Я не очень понимал, что его заставляет ехать в Москву. Он не был связан по рукам и ногам, как многие из его русских коллег в Париже. Такие мотивы, как любовь к родине или страх за близких, тоже не играли для него никакой роли. Его родиной была Венгрия, а не Россия, и родных в СССР у него не было. Быть может, он решился на столь отчаянный шаг в силу профессиональной привычки к смертельной опасности? Или он полагал, что человеку, прошедшему путь от священника до атеиста и чекиста, нет больше места в буржуазном обществе?
Итак, Малли вернулся в Москву. Месяца три он спокойно работал в Иностранном управлении НКВД. Многие решили было, что он перехитрил судьбу и каким-то чудом избежал верной гибели. Однако в ноябре 1937 года Малли внезапно исчез. С тех пор о нём ничего не было известно.
В то время как разгром всех остальных управлений НКВД завершился очень быстро, аресты сотрудников Иностранного управления производились с большой осмотрительностью и были, так сказать, строго дозированными. До тех пор, пока начальник этого управления Слуцкий находился на своём посту, многим казалось, что Сталин решил не ослаблять это управление поголовными арестами, а, напротив, поберечь наиболее квалифицированные кадры, знающие заграницу и владеющие иностранными языками.

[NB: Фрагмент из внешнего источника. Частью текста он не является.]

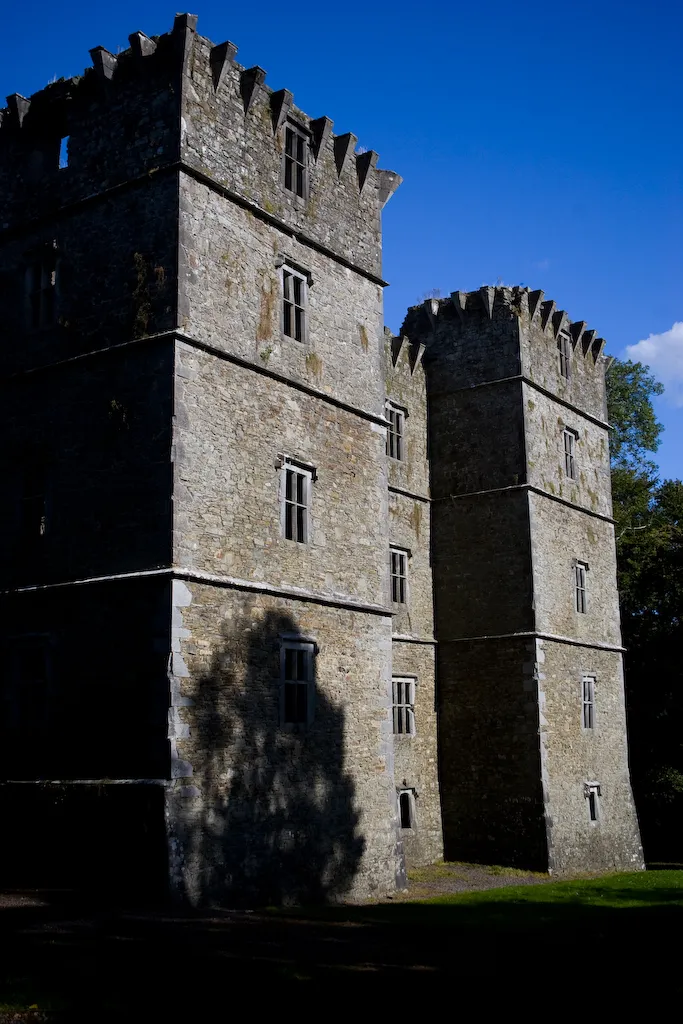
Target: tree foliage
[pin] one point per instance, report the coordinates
(648, 517)
(636, 431)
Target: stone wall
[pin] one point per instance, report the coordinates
(545, 422)
(492, 791)
(230, 283)
(230, 135)
(585, 539)
(97, 707)
(232, 426)
(573, 756)
(273, 812)
(414, 649)
(95, 435)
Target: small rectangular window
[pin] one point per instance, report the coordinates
(569, 453)
(41, 281)
(398, 576)
(297, 682)
(63, 152)
(580, 582)
(396, 432)
(564, 354)
(592, 795)
(295, 301)
(296, 161)
(403, 707)
(588, 701)
(406, 808)
(33, 503)
(295, 499)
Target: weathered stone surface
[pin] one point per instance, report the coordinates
(154, 410)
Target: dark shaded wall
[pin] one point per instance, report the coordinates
(95, 436)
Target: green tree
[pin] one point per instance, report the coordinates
(648, 517)
(636, 431)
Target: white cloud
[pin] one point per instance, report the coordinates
(664, 354)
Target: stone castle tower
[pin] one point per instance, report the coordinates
(229, 489)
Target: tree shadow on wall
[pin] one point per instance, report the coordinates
(275, 820)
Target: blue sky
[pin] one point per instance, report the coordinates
(540, 143)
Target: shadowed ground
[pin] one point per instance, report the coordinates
(616, 938)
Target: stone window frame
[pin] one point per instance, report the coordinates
(293, 307)
(296, 160)
(304, 710)
(569, 441)
(588, 681)
(41, 272)
(564, 355)
(396, 416)
(402, 705)
(65, 155)
(398, 576)
(290, 521)
(592, 795)
(34, 501)
(406, 808)
(581, 569)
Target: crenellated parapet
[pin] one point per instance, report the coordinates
(501, 303)
(179, 98)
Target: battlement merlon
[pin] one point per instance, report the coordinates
(503, 303)
(220, 102)
(498, 332)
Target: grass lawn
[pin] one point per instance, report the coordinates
(623, 929)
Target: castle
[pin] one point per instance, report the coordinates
(288, 602)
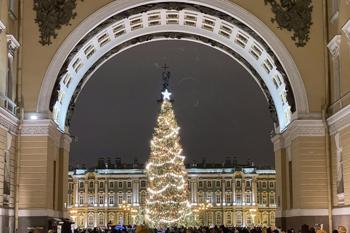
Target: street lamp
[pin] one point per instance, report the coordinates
(126, 207)
(203, 207)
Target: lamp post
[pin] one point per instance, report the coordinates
(126, 208)
(203, 207)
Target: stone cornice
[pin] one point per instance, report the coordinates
(47, 128)
(12, 44)
(8, 121)
(334, 45)
(339, 120)
(346, 29)
(298, 128)
(65, 142)
(2, 26)
(42, 127)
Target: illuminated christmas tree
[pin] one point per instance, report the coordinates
(167, 200)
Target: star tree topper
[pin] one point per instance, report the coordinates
(166, 95)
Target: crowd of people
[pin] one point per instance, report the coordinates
(212, 229)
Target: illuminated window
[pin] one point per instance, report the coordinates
(218, 198)
(239, 198)
(248, 184)
(129, 198)
(101, 219)
(210, 218)
(238, 218)
(272, 198)
(248, 197)
(238, 183)
(81, 199)
(228, 218)
(120, 198)
(90, 220)
(228, 197)
(200, 184)
(143, 197)
(101, 199)
(209, 197)
(200, 197)
(209, 183)
(264, 198)
(111, 199)
(143, 183)
(218, 218)
(91, 199)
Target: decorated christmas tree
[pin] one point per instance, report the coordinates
(167, 199)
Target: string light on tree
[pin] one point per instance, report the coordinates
(167, 199)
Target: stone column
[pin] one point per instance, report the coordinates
(106, 192)
(43, 158)
(254, 188)
(301, 174)
(76, 191)
(339, 129)
(8, 159)
(96, 202)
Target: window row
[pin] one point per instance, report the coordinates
(228, 183)
(111, 184)
(102, 199)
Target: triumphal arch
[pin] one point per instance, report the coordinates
(298, 51)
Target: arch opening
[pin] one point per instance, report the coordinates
(176, 20)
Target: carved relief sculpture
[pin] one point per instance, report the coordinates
(295, 16)
(51, 15)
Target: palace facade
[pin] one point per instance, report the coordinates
(233, 196)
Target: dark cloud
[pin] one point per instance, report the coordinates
(219, 107)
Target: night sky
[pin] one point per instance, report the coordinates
(219, 107)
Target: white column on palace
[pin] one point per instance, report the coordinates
(254, 188)
(75, 187)
(96, 193)
(86, 192)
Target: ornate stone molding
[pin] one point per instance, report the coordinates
(334, 46)
(51, 16)
(346, 30)
(92, 24)
(302, 212)
(42, 127)
(339, 120)
(295, 16)
(12, 44)
(2, 27)
(65, 142)
(48, 128)
(8, 121)
(298, 128)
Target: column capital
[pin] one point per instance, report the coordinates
(8, 121)
(339, 120)
(41, 127)
(346, 29)
(334, 45)
(12, 44)
(2, 27)
(298, 128)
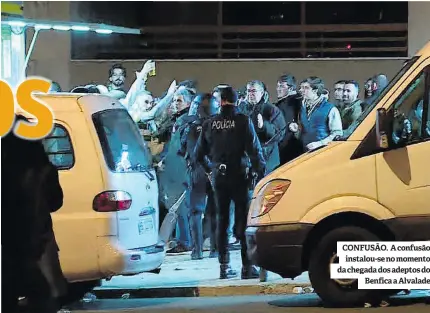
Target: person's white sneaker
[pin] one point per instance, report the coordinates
(232, 240)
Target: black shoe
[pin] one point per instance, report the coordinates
(250, 272)
(179, 249)
(213, 255)
(196, 255)
(226, 272)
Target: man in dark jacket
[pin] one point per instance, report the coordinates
(31, 192)
(372, 88)
(172, 179)
(198, 184)
(269, 123)
(320, 120)
(290, 105)
(226, 140)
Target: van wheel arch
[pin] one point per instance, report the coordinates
(340, 220)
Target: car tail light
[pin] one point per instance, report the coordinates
(269, 195)
(112, 201)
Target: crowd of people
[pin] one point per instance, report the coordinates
(302, 119)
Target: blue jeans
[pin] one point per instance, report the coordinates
(183, 235)
(230, 230)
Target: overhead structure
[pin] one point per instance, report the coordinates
(15, 26)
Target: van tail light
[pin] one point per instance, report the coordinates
(269, 195)
(112, 201)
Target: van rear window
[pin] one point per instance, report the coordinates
(123, 146)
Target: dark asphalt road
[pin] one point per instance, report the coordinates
(309, 303)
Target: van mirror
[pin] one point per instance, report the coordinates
(382, 128)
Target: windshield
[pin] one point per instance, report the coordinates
(123, 147)
(406, 66)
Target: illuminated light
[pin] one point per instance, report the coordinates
(104, 31)
(16, 23)
(60, 27)
(81, 28)
(41, 26)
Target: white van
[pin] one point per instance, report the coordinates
(108, 224)
(374, 185)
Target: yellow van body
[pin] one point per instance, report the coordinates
(96, 243)
(351, 190)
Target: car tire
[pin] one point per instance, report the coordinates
(331, 292)
(77, 290)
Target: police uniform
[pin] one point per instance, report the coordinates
(225, 140)
(198, 183)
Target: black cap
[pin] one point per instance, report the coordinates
(287, 78)
(228, 94)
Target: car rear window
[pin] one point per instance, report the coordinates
(123, 146)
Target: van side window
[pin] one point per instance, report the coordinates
(408, 113)
(58, 147)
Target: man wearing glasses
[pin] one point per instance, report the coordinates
(289, 102)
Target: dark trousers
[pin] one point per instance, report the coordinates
(197, 201)
(231, 188)
(183, 235)
(209, 221)
(40, 281)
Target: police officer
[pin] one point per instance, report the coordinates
(226, 139)
(198, 183)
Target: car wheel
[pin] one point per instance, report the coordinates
(77, 290)
(338, 292)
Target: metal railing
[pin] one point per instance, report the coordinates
(279, 41)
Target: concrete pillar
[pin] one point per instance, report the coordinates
(51, 54)
(418, 25)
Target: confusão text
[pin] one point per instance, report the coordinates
(384, 265)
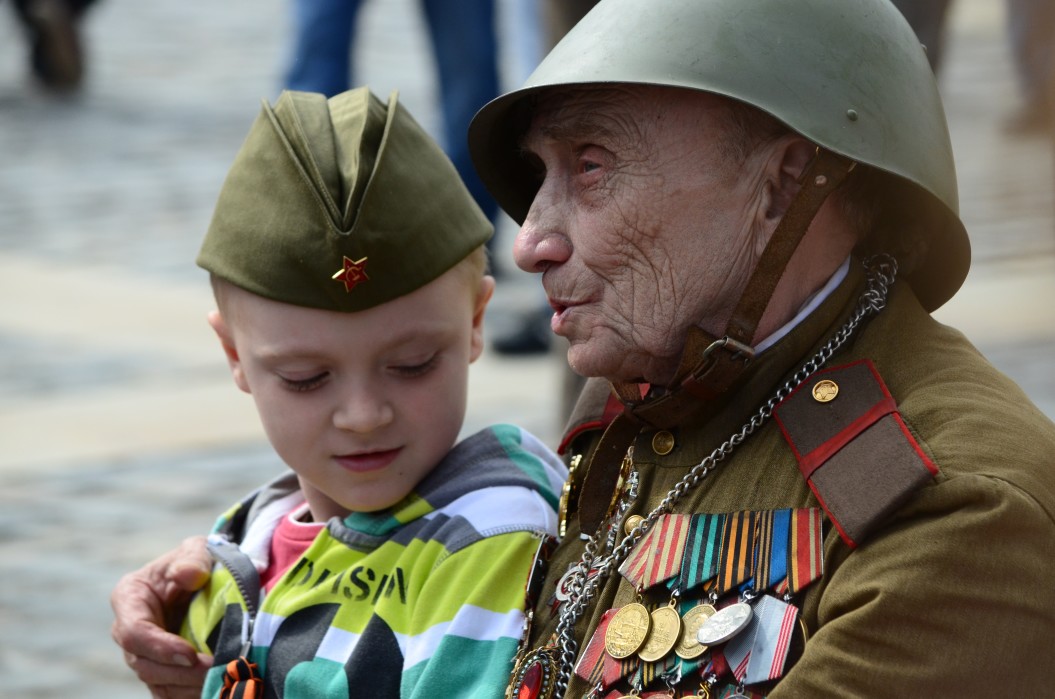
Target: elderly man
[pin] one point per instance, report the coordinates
(788, 480)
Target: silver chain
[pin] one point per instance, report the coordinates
(882, 271)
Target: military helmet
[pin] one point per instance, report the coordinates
(848, 75)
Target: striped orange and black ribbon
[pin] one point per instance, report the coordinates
(736, 562)
(242, 680)
(805, 549)
(658, 555)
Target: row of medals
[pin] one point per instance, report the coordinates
(652, 636)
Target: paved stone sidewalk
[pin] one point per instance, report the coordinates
(119, 430)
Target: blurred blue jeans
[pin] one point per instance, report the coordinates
(463, 45)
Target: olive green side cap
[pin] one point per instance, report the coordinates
(323, 185)
(848, 75)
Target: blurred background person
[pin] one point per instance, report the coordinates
(927, 19)
(465, 53)
(53, 32)
(1031, 31)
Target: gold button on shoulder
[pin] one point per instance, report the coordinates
(825, 391)
(632, 523)
(663, 443)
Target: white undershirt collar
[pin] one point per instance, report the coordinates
(814, 299)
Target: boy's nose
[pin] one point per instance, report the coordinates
(363, 412)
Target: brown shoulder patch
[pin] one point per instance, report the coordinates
(852, 447)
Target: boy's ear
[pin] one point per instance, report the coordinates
(485, 292)
(227, 342)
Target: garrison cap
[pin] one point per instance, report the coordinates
(340, 204)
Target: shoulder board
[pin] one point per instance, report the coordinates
(595, 408)
(852, 447)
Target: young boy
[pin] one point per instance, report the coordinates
(347, 261)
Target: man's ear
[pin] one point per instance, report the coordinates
(788, 161)
(484, 293)
(227, 342)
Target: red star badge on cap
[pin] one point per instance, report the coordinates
(352, 273)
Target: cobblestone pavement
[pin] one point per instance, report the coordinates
(119, 431)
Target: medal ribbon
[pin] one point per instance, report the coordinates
(699, 562)
(805, 552)
(657, 556)
(736, 559)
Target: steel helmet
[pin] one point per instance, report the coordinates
(848, 75)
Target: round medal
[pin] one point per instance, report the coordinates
(563, 591)
(725, 623)
(627, 630)
(666, 629)
(688, 647)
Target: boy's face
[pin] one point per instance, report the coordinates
(361, 405)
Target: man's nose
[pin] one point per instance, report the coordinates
(542, 240)
(363, 411)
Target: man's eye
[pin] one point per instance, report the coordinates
(411, 370)
(301, 385)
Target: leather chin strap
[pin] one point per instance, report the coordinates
(709, 366)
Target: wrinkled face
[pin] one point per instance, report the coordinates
(361, 405)
(643, 226)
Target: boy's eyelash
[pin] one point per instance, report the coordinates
(303, 384)
(418, 369)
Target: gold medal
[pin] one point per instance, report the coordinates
(663, 637)
(628, 630)
(688, 647)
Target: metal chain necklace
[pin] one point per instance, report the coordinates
(881, 272)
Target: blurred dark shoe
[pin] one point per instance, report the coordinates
(56, 56)
(1030, 119)
(532, 337)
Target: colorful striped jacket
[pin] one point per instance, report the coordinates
(421, 600)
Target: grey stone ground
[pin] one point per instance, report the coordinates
(119, 430)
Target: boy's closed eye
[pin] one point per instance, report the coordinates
(301, 385)
(416, 369)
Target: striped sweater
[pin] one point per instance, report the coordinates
(424, 599)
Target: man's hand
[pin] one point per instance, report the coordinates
(150, 601)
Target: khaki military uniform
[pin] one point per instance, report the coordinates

К началу 1938 года в СССР вернулось большинство ветеранов НКВД, работавших за рубежом. Теперь Сталин уже более не нуждался в сохранении такой приманки, как всё не смещённый Слуцкий… 17 февраля в рабочее время Слуцкого, вызвали в кабинет его старого друга Михаила Фриновского, которого Ежов сделал одним из своих заместителей. Спустя полчаса Фриновский позвонил заместителю Слуцкого Шпигельглясу: «Зайдите ко мне!» В просторном кабинете Фриновского Шпигельгляс прежде всего увидел странную фигуру Слуцкого, бессильно сползшую с кресла. На столе перед ним стояли стакан чая и тарелка с печеньем. Слуцкий был мёртв. Шпигельгляс сразу же подумал, что Слуцкого убили, но лучше было не задавать вопросов. Нервничая, он предложил позвать врача, однако Фриновский заметил, что врач только что был и «медицина тут не поможет». «Сердечный приступ», — небрежно добавил он с видом знатока.
Фриновский назначил Шпигельгляса исполняющим обязанности начальника Иностранного управления и попросил его разослать во все зарубежные резидентуры циркулярное письмо, информирующее о смерти Слуцкого. По просьбе Фриновского Слуцкий был охарактеризован в этом письме как «верный сталинец, сгоревший на работе» и «крупный деятель, которого потерял НКВД». Эта фразеология должна была усыпить подозрения тех немногих ветеранов Иностранного управления, которые всё ещё находились за границей. Продолжая этот фарс, Ежов распорядился, чтобы гроб с телом Слуцкого был выставлен в главном клубе НКВД «для прощания с умершим» и чтобы вокруг гроба нёс дежурство почётный караул.
Этот маскарад, однако, не достиг цели, скорее наоборот. Сотрудники НКВД кое-что смыслили в судебной медицине и сразу же заметили на лице покойного характерные пятна — признак цианистого отравления.
Ежов не спешил рассылать циркулярное письмо о смерти Слуцкого, составленное Фриновским и Шпигельглясом: его не передали по телеграфу, а послали обычной дипломатической почтой, так что многие из работающих за границей узнали о смерти Слуцкого с трёхнедельным опозданием. Я, например, получил циркулярное письмо на двенадцатый день после смерти Слуцкого. За эти дни мне пришлось отправить несколько телеграмм на его имя и получить на них телеграфные ответы за его подписью. В «Правде», прибывшей к нам одновременно с циркулярным письмом, был опубликован короткий некролог, подписанный: «Группа товарищей». Ни нарком Ежов, ни его заместители не сочли нужным поставить свои подписи под некрологом.